Trade agreements and immigration policy: Commitments in the China-Australia Free Trade Agreement


While discussion of Australia’s Free Trade Agreements (FTAs) with various countries usually focuses, for obvious reasons, on tariffs and trade barriers, what is often not widely discussed is the fact that these agreements usually also include provisions for the ‘movement of natural persons’. That is, FTAs (as well as multilateral trade agreements) often include clauses relating to migration. These usually relate to the entry of foreign nationals into Australia as temporary overseas workers, for example on subclass 457 visas. The effect of Australia’s FTAs with Japan, Thailand, Chile, South Korea and New Zealand is that employers wishing to sponsor workers from these countries on 457 visas are exempt from the labour market testing requirement which is usually applied to sponsors of temporary overseas workers.

The Minister for Trade has stated that the China-Australia Free Trade Agreement will also include commitments on migration policy through ‘Investment Facilitation Agreements’ (IFAs). These are expected to be similar to Enterprise Migration Agreements (EMAs), an existing component of Australia’s migration framework.
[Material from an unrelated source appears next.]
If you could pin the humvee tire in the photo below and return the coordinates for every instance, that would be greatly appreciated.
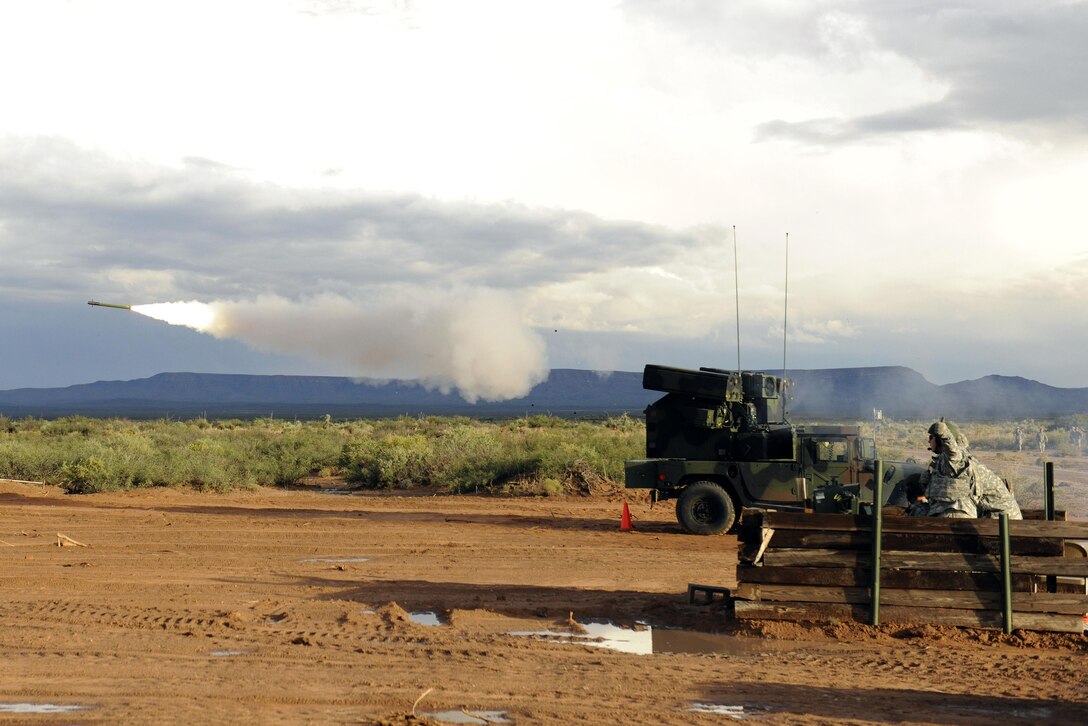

The Minister stated that ‘all the conditions that were negotiated and put into effect by the Labor Party in the parliament when they were in power are embodied in this Investment Facilitation agreement’. However, EMAs have not yet been used, and there are some differences in the parameters between EMAs and the proposed new IFAs.

Enterprise Migration Agreements (EMAs) were announced in the 2011 Budget, as one component of the Government’s response to recommendations made by the National Resources Sector Employment Taskforce in its 2010 report on the employment needs of the resources sector. EMAs were designed to meet the needs of the resources sector in accessing temporary overseas workers to work on large-scale projects–those with capital expenditure of more than $2 billion and a peak workforce of more than 1500 workers.
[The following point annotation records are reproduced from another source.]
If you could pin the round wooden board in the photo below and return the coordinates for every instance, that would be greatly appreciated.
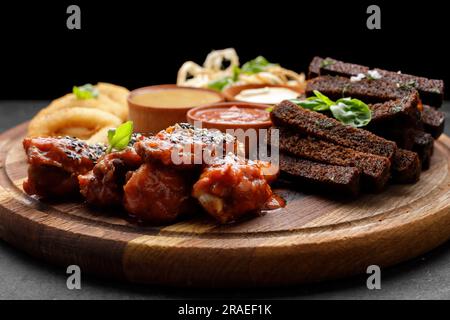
(313, 238)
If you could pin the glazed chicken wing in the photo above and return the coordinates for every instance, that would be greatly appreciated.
(55, 163)
(103, 185)
(157, 194)
(185, 146)
(232, 187)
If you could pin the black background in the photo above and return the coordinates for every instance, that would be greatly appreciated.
(137, 43)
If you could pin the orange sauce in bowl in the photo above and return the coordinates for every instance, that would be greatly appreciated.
(175, 98)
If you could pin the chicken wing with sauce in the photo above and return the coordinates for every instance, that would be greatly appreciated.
(232, 187)
(158, 194)
(103, 185)
(55, 163)
(185, 146)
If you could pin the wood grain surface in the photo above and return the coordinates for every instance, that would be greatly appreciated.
(313, 238)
EMAs essentially extend existing Labour Agreement arrangements to an entire project. A Labour Agreement is an agreement between the Commonwealth and a single employer allowing for the recruitment of an agreed number of overseas workers. EMAs allow the manager of an eligible resource project to negotiate an agreement for the entire project, meaning that individual employers and sub-contractors do not need to negotiate individual agreements for their work on that project.

EMAs allow only for the hiring of temporary overseas workers, on subclass 457 visas, not permanent overseas workers. Employers must meet all the sponsorship obligations associated with hiring 457 workers, including paying Australian market salary rates. Projects also need to demonstrate ongoing local recruitment efforts, in order to ensure that overseas workers are being used only to supplement gaps in the local labour market, rather than as an alternative to Australian workers.

The EMA sets out the terms of employment for workers on the project, including occupations, qualifications, English language skills, wages and conditions for the foreign workers. It also sets out the training commitments which must be met by the project. Sub-contractors then sign onto Labour Agreements under the terms agreed to in the EMA, ensuring that the company directly employing the overseas worker maintains the sponsorship obligations that go along with hiring overseas workers.

The Roy Hill iron ore project in the Pilbara was the first project to negotiate an EMA, with the Government announcing in May 2012 that in-principle agreement had been reached. It was stated that the EMA would allow up to 1715 overseas workers to be sponsored for work on the project over the course of the initial three year construction phase, in occupations including electricians, mechanical fitters, scaffolders, and boilermakers. However, in May 2013 the Department of Immigration and Citizenship advised a Senate Estimates Committee that, while the Minister had given in-principle agreement to the EMA, it was never finalised. In May 2014 the Department advised that no agreements were in place and there were no applications in the pipeline.

While the Minister for Trade has linked Investment Facilitation Agreements (IFAs) to Enterprise Migration Agreements, there appear to be some differences:

  • Inclusion in a trade agreement: EMAs are part of Australia’s immigration framework, and as such can be modified by the Australian Government. The inclusion of IFAs in a trade agreement reflects a binding commitment, which may reduce the ability of the Australian Government to change policy settings in the future.
  • Sector: EMAs were designed for the resources sector. The DFAT website refers to ‘large infrastructure projects’, which suggests that IFAs may apply to a different sector. 
  • Threshold: While EMAs are available to projects with capital expenditure over $2 billion, it appears that IFAs will be available to projects over $150 million—a substantially lower threshold.

This post was co-authored by Harriet Spinks (Social Policy Section) and Tarek Dale (Economics Section).